Aside from concerns about local communities, the plutonium will travel through a dozen states, totaling more than 3,000 miles, she said.

Santa Fe County Commissioner Anna Hansen, who helped organize the town hall meeting, said if the plutonium is going to be shipped to Savannah River, the federal government should build an East Coast repository for it instead of sending it back to New Mexico.

The federal government also should quit producing new plutonium pits, which will create even more waste that must be dealt with, Hansen said.

Eletha Trujillo, WIPP’s program manager, said the nuclear waste that’s transported in fortified containers known as TRUPACTs is extremely well protected.

The lids alone weigh 4,000 pounds each, making it virtually impossible for hijackers to gain access to the waste barrels, she said.

The trucks are set to go no faster than 65 mph to minimize the chances of a serious accident, Trujillo said, adding the trucks are constantly tracked and monitored.

“I know where every truck is in the U.S. if it’s leaving the WIPP site,” she said.

While the diluted plutonium shipped from Savannah River will be in those containers, Hancock said, the oxide powder departing from the Los Alamos lab will not.

The Energy Department originally sought to build a Savannah River facility that could turn Cold War plutonium into a mixed oxide fuel for commercial nuclear plants.

But after billions of dollars in cost overruns and years of delays, the Trump administration scrapped the project and decided to go with diluting and disposing of the waste.
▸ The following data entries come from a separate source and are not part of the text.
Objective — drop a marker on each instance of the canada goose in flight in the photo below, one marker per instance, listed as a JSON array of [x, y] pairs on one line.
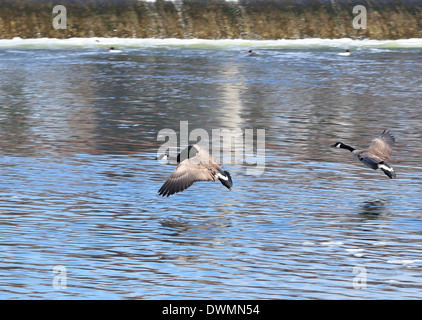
[[194, 164], [375, 156], [346, 53]]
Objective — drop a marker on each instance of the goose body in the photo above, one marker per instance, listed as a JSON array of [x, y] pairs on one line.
[[194, 164], [346, 53], [376, 155]]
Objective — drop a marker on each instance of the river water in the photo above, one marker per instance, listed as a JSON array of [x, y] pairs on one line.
[[78, 194]]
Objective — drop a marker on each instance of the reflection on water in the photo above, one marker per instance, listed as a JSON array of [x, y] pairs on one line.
[[79, 183], [374, 208]]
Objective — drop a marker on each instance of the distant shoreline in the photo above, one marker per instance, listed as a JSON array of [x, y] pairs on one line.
[[211, 19], [98, 42]]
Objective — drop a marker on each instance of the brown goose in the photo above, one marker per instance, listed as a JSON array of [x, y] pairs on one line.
[[375, 156], [194, 164]]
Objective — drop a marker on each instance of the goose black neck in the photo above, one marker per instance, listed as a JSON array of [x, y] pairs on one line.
[[345, 146]]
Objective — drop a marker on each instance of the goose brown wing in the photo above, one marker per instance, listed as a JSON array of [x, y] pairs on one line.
[[186, 173], [382, 145]]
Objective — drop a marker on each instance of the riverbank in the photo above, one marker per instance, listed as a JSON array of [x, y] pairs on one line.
[[212, 19]]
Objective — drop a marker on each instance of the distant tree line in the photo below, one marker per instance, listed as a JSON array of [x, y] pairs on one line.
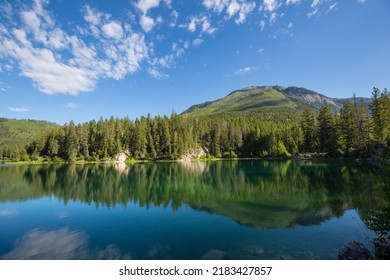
[[354, 131]]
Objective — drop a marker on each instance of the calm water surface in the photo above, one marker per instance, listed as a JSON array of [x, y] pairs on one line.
[[198, 210]]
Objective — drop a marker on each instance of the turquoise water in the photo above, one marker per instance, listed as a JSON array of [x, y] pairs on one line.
[[199, 210]]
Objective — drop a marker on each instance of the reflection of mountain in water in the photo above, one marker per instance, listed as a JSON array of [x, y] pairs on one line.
[[261, 194]]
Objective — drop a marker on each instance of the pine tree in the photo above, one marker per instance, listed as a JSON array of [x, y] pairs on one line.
[[327, 133], [309, 128]]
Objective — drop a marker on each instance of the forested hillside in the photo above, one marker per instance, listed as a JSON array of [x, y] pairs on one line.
[[16, 134], [352, 131]]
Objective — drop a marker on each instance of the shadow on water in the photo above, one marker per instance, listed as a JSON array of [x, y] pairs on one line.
[[258, 194]]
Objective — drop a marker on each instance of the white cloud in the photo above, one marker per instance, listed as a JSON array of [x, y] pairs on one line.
[[155, 73], [145, 5], [147, 23], [71, 105], [6, 9], [3, 87], [313, 13], [245, 70], [271, 5], [174, 16], [196, 42], [315, 3], [261, 51], [233, 8], [332, 7], [19, 109], [240, 8], [245, 9], [262, 25], [203, 22], [113, 30], [61, 63], [216, 5], [273, 18], [92, 16]]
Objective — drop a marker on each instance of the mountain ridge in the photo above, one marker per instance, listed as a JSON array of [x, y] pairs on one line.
[[268, 98]]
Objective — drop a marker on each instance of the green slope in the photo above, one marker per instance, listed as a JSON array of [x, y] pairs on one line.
[[21, 132], [265, 99]]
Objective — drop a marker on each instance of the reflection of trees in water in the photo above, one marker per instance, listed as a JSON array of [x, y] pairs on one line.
[[379, 219], [263, 194], [62, 244]]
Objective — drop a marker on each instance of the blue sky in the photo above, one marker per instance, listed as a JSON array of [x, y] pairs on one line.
[[79, 60]]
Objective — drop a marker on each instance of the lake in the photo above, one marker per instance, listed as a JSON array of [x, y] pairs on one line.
[[245, 209]]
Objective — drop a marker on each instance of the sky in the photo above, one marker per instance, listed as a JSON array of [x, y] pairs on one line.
[[63, 60]]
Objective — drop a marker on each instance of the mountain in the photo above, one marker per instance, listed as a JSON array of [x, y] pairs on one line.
[[265, 99], [21, 131]]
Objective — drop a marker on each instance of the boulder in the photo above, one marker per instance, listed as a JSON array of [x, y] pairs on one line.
[[354, 250]]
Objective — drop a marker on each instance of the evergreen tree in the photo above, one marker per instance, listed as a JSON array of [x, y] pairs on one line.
[[327, 133], [309, 128]]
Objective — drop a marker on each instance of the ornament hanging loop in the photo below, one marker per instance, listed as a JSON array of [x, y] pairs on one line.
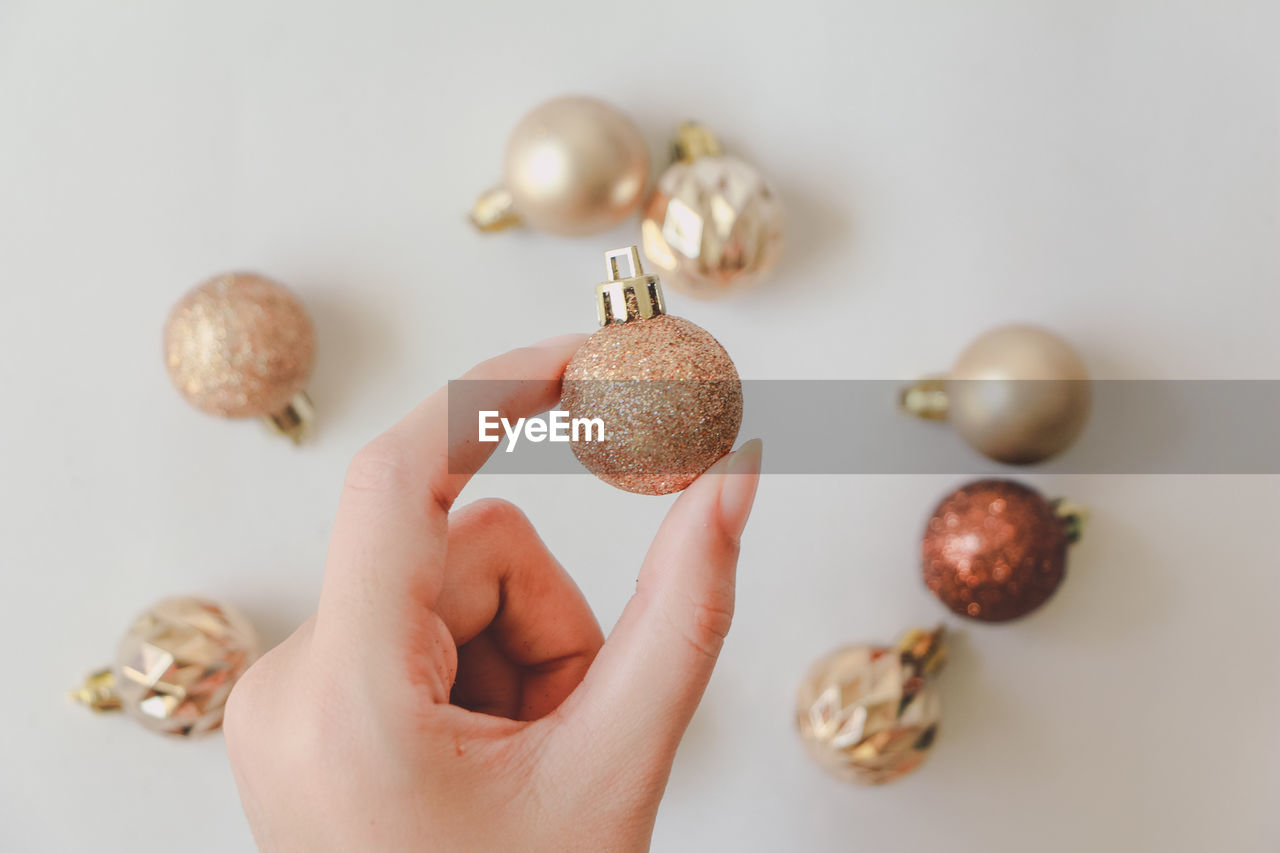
[[99, 692], [295, 420], [496, 210], [1074, 518], [926, 398], [627, 295], [694, 140], [924, 649]]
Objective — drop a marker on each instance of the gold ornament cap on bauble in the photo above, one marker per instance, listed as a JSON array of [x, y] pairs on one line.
[[176, 666], [869, 714], [666, 391], [242, 346]]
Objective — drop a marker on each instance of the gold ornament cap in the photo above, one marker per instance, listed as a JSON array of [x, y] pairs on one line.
[[632, 296]]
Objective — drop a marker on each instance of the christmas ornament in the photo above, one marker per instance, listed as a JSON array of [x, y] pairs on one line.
[[574, 165], [176, 666], [712, 226], [1018, 395], [996, 550], [667, 393], [242, 346], [869, 714]]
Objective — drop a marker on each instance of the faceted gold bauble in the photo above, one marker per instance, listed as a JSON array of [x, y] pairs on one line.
[[712, 226], [1019, 395], [869, 714], [240, 346], [178, 662], [670, 398], [575, 165]]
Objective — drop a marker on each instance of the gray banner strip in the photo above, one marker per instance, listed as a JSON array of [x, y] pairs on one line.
[[855, 427]]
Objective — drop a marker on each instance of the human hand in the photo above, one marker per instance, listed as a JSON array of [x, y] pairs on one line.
[[453, 689]]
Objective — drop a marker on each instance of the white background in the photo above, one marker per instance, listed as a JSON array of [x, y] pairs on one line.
[[1107, 168]]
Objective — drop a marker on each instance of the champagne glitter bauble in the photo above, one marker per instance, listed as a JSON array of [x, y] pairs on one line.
[[995, 550], [176, 666], [869, 714], [667, 393], [242, 346], [712, 226]]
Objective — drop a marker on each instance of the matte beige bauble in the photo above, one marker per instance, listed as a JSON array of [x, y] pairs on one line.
[[574, 165], [1018, 395]]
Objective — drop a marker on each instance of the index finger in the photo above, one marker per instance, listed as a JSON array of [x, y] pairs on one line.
[[389, 536]]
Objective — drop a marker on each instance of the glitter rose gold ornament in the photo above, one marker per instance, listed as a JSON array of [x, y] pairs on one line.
[[574, 165], [242, 346], [1018, 395], [667, 393], [176, 666], [996, 550], [869, 714], [712, 226]]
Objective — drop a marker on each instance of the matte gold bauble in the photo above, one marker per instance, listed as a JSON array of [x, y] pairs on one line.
[[1018, 395], [574, 165]]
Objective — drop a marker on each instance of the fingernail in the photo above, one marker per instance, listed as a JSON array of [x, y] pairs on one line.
[[560, 341], [737, 488]]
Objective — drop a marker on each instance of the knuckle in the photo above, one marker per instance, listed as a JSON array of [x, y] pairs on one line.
[[707, 625], [379, 468], [493, 514]]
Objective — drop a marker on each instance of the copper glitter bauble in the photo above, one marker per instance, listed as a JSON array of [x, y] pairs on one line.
[[869, 714], [712, 226], [667, 393], [996, 550], [242, 346], [176, 666]]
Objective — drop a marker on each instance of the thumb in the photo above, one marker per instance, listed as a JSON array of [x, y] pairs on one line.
[[640, 693]]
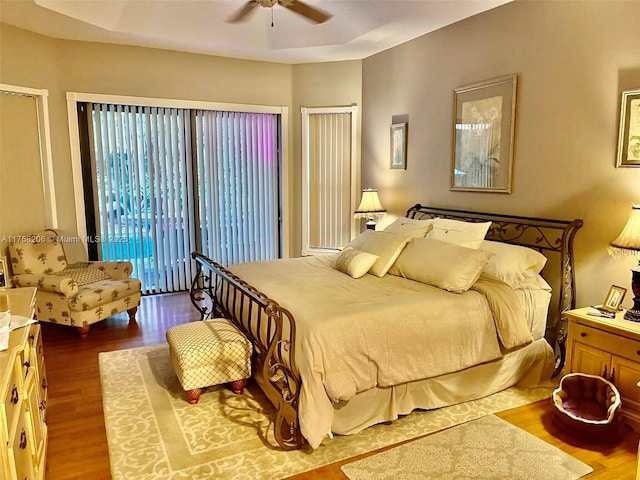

Meanwhile, plans call for turning Savannah River’s defunct mixed-oxide facility into a plutonium pit plant.

Hancock said there is no other method for getting rid of surplus plutonium, so Energy Secretary Jennifer Granholm will likely stick with the plan she inherited.

Hansen said she would prefer if Los Alamos were not involved. And the federal government should find a way to dilute and dispose of the waste in one area rather than shipping it thousands of miles, which increases the chance of an accident, she said. “The more we move it around, the more danger we are projecting onto our citizens.”